The new battery can be charged between uses by placing it on the inductive charger. The battery and charger will be available in Europe in the fall of 2014.
The system consists of a frame (the blue thing), charger, and 2.0 Ah lithium-ion battery. The frame can be screwed to the bench and the charger placed in it or the charger can be used by itself.
It makes sense that Bosch would show the battery and charger being used in a factory setting because the system is best suited to the tradesman who works from a fixed location and can place the tool on the charger after every use. This system would be equally appropriate for a cabinet shop or whenever tradesmen work at a bench.

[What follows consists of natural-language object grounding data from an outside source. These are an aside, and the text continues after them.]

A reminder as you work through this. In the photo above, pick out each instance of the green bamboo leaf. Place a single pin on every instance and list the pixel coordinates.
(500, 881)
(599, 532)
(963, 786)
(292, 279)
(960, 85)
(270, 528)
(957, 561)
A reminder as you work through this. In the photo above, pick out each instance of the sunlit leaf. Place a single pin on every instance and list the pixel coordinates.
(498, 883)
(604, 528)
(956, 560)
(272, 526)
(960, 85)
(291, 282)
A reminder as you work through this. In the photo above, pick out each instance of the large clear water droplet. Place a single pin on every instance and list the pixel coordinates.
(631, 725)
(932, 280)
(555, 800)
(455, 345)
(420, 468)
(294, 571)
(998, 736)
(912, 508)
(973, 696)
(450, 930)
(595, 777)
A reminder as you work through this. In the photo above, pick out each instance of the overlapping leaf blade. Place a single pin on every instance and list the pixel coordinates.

Inductive charging, which has been around for years, is typically used to charge small items such as cell phones, media players, and electric toothbrushes. While companies such as Volvo (electric roadways) and Nissan (electric car charging) work to develop the technology on a grand scale Bosch developed a medium-scale inductive charging product, 18-volt batteries that can be charged without removing them from the tool or plugging them in. The system will be introduced in Europe in the fall of 2014 and include a charger, docking frame, and wireless compatible 2.0 Ah lithium-ion battery. The charger only works with wireless compatible batteries, which are themselves compatible with any Bosch 18-volt lithium-ion tool.
Charging occurs whenever the battery is on the charger. The charger emits a magnetic field that is received by the battery and converted to charge current. According to the manufacturer, a second battery pack is no longer necessary because the first one will always be charged. If the battery does become depleted—through heavy use or lack of time on the charger—it can be swapped out for any pack that fits the tool. Charging time is said to be comparable to that of conventional chargers and there should be less wear and tear to tool and battery contacts because the pack is rarely if ever removed.
My take: This advance in technology should benefit those who work from fixed locations, like the bench in a cabinet shop or an assembly station in a factory. For those people, it will be a simple matter to place the battery on the charger whenever the tool is not in use so the pack will likely always be charged. With less concern that the battery will be discharged they can get away with using smaller lighter packs, which should increase efficiency and lower the wear and tear on their bodies. Unfortunately, these benefits are not equally applicable to every trade; for tradesmen who move around the jobsite it may not be practical to place the tool on the charger between uses.
Bosch has not released information on pricing or whether it plans to sell the system in the U.S. market. But unless the systems bombs in Europe, I would expect it to someday make it here.